Myth #1: Few processor choices
This is the most insidious misconception. If you're designing an embedded system, how many 32-bit processors can you choose from? 10? 20? In reality, there are more than 100 different 32-bit embedded processors for sale right now. (And that's not counting different packaging options or speed grades.) Dozens of companies make 32-bit processors, representing more than 15 different CPU architectures and instruction sets. Add in a few hundred more 16-bit processors and a few hundred 8-bit processors and you've got an embarrassment of riches.

#2: Intel rules the world
If you say "microprocessor," a lot of people think, "Pentium." The mainstream press is partly to blame. Newspapers proclaim that Intel has a 95% share of the microprocessor market. That's off by almost two orders of magnitude.

As we saw in the January issue, only about 2% of all microprocessors made drive PCs ("The Two Percent Solution," p. 29). Intel's Pentium has a dominant share of the PC business (the Federal Trade Commission stopped just short of declaring it a monopoly), but PCs are a tiny slice of the microprocessor pie. The other 98% is embedded CPUs; Intel's not even in the top five of that group.

Even if we weed out the enormous volume of 8-bit and 16-bit chips and focus on 32-bitters, Intel's name still appears well down the list. ARM vendors alone sell about three times more processors than Intel sells Pentiums.

#3: Instruction sets don't matter
Whether you program in C/C++, BASIC, Ada, or Java, your code ultimately boils down into the hardware instruction set of the processor it's running on. You may not need to know all the machine instructions your CPU provides, but the instruction set does affect your code. A few elegant lines of C may produce a hideous tangle of assembly instructions and vice versa.

Performance, predictability, and even power consumption all depend heavily on the underlying instruction set of the processor, and there's nothing a high-level language can do to change that.

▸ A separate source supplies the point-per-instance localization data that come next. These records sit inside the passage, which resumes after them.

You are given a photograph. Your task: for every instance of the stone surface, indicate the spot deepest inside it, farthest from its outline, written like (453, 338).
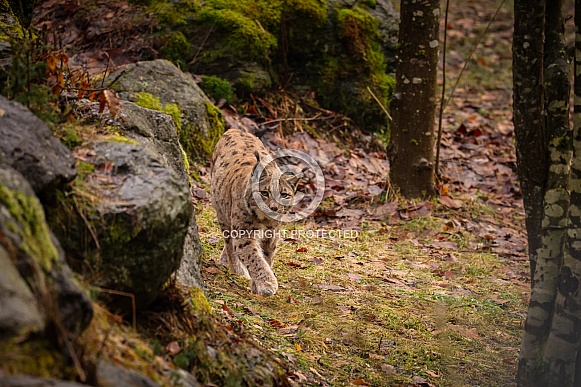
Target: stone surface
(36, 254)
(162, 79)
(157, 131)
(19, 312)
(29, 147)
(108, 375)
(127, 227)
(33, 381)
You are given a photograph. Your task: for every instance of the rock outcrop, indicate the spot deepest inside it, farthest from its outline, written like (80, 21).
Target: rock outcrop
(126, 222)
(29, 147)
(37, 286)
(199, 122)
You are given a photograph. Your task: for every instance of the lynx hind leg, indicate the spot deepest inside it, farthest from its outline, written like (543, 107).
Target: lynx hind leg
(263, 281)
(230, 259)
(269, 248)
(224, 256)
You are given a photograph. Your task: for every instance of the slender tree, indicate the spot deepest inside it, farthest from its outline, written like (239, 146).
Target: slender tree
(549, 159)
(411, 150)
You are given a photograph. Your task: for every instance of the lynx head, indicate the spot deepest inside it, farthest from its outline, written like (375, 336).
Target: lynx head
(272, 190)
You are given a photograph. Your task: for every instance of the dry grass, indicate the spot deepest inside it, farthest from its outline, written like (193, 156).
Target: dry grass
(381, 309)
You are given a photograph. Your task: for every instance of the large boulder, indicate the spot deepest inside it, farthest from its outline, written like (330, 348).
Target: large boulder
(157, 131)
(161, 83)
(125, 224)
(29, 147)
(36, 284)
(20, 314)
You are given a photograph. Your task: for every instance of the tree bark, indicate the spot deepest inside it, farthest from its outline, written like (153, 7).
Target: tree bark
(528, 115)
(411, 150)
(550, 342)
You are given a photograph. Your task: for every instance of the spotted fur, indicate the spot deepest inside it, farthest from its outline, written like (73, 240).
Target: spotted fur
(236, 155)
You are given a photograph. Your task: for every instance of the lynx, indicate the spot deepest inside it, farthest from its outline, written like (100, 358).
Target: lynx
(250, 235)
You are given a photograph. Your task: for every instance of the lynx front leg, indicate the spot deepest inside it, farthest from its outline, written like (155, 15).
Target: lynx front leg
(249, 251)
(230, 259)
(269, 248)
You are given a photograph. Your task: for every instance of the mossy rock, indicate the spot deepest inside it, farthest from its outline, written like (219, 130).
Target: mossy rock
(29, 245)
(161, 86)
(341, 49)
(126, 222)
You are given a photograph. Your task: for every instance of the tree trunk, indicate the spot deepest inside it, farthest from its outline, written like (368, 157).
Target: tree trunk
(551, 339)
(411, 150)
(529, 121)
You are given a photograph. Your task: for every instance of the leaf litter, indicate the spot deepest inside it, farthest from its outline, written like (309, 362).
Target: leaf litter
(430, 293)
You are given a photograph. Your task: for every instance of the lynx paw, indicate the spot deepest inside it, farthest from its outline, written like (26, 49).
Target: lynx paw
(266, 289)
(224, 258)
(238, 268)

Let's take a simple example of multiplying two numbers together. This is trivial in any language and hardly something programmers will worry over. Yet different chips handle multiplication in different ways. For a while, many RISC chips couldn't even do multiplication—it was considered "impure" and not part of the RISC canon. Many viewed multiplication as glorified adding and shifting, so early RISC compilers had to synthesize their own integer multiply functions. It worked, but it wasn't fast.

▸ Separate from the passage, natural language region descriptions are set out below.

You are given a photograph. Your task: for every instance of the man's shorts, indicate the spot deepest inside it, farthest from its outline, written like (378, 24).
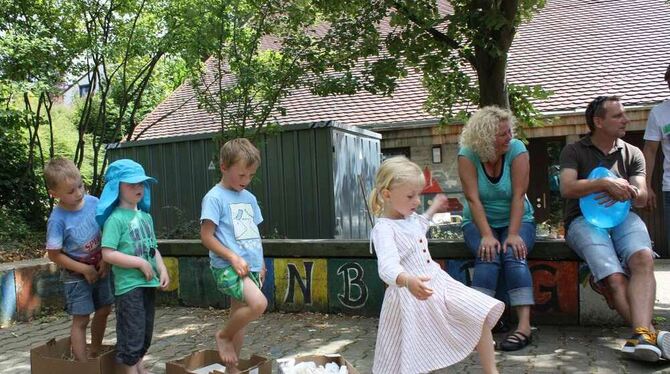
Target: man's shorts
(607, 251)
(228, 282)
(82, 298)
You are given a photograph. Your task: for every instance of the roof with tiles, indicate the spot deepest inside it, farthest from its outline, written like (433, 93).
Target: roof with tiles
(578, 49)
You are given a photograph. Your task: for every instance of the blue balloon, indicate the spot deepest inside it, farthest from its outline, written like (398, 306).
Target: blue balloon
(600, 215)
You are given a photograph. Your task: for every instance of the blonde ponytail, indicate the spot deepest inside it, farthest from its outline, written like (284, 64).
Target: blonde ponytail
(393, 171)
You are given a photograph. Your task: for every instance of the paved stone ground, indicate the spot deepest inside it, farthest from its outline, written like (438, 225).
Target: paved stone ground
(180, 331)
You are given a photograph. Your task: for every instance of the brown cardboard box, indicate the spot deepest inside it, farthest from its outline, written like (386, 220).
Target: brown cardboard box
(319, 360)
(254, 365)
(50, 358)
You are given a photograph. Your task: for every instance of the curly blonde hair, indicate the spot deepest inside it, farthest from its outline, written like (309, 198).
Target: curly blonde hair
(393, 171)
(480, 131)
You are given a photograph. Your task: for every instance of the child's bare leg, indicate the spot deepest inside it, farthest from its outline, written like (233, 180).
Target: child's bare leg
(241, 315)
(487, 356)
(132, 369)
(238, 340)
(98, 326)
(141, 367)
(78, 337)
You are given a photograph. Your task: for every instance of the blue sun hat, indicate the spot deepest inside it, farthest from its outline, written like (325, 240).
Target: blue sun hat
(127, 171)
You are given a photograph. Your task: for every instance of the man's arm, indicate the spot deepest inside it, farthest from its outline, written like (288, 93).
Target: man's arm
(640, 192)
(649, 150)
(572, 188)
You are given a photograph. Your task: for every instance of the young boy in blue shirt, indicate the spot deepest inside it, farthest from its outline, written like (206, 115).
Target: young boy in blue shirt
(229, 229)
(129, 244)
(73, 243)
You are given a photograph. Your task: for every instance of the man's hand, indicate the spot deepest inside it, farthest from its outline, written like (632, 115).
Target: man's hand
(618, 189)
(651, 199)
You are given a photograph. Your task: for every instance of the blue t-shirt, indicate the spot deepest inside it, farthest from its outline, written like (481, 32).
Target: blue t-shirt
(76, 234)
(496, 197)
(236, 216)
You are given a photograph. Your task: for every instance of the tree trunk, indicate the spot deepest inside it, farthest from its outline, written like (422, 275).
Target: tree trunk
(491, 77)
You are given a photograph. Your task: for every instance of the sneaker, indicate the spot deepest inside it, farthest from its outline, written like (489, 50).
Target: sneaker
(642, 346)
(663, 342)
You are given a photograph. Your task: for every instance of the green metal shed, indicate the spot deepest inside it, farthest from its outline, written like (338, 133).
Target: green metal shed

Now most (but not all) processors have a built-in multiply instruction. But not all multipliers are the same. Some chips can multiply two numbers much faster than other chips, and it has nothing to do with clock frequencies. As the chart in Figure 1 shows, some chips (such as Hitachi's SH7604 and SH7708) can multiply any two 32-bit numbers in four cycles or less. Other chips (notably Motorola's 68020 and '030) take more than 40 cycles to do the same math.

Stranger still, most chips are unpredictable. The minimum time for a multiplication might be less than half of the maximum time. What's the difference? Bigger numbers require longer calculations, and that takes more time.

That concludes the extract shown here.